Almond Flour Chocolate Chip Banana Muffins
Prep Time: 10 minutes
Cook Time: 30 minutes
Total Time: 40 minutes
Serving: 12 muffins
Author: Mary Mammoliti/Kitchen Confession
INGREDIENTS
3 large ripe bananas
3 large eggs
1 teaspoon pure vanilla extract
1 teaspoon cinnamon
1/4 teaspoon nutmeg
1 teaspoon baking soda
2 teaspoons baking powder
1/4 teaspoon salt
3 cups almond flour
1/4 cup chocolate chips (dark or milk chocolate)
Cooking spray
INSTRUCTIONS
Preheat oven to 350 degrees F and lime a muffin tin with liners and spray each liner with cooking spray.
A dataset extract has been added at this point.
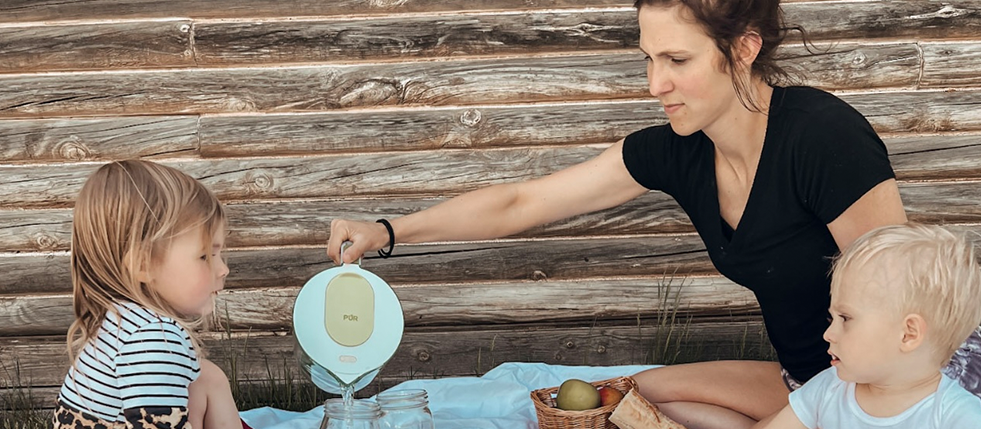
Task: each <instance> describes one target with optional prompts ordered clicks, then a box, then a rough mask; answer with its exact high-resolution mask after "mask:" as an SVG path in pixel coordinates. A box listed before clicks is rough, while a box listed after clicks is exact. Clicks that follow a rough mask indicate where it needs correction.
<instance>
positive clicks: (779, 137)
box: [623, 87, 895, 381]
Set aside.
You can use a hand mixer, blender or food processor to mix the ingredients, you choose they all work well.
Add bananas, eggs, vanilla, cinnamon, baking soda + powder, salt and process until smooth.
Add almond flour and process to combine. Pausing often to scrape the walls and continue to process until incorporated.
If you are using a blender or food processor scoop the batter into a bowl and add chocolate chips. Stir with a spatula.
Using a large ice cream scoop, (size 8), divide batter between 12 cups on the prepared muffin tin and bake for 25-30 minutes, or until golden brown and toothpick inserted come out clean. Remove from the oven, let cool 15-20 minutes and enjoy.
NOTES
Store in a cool dry place for up to 5 days or freeze for up to 3 months.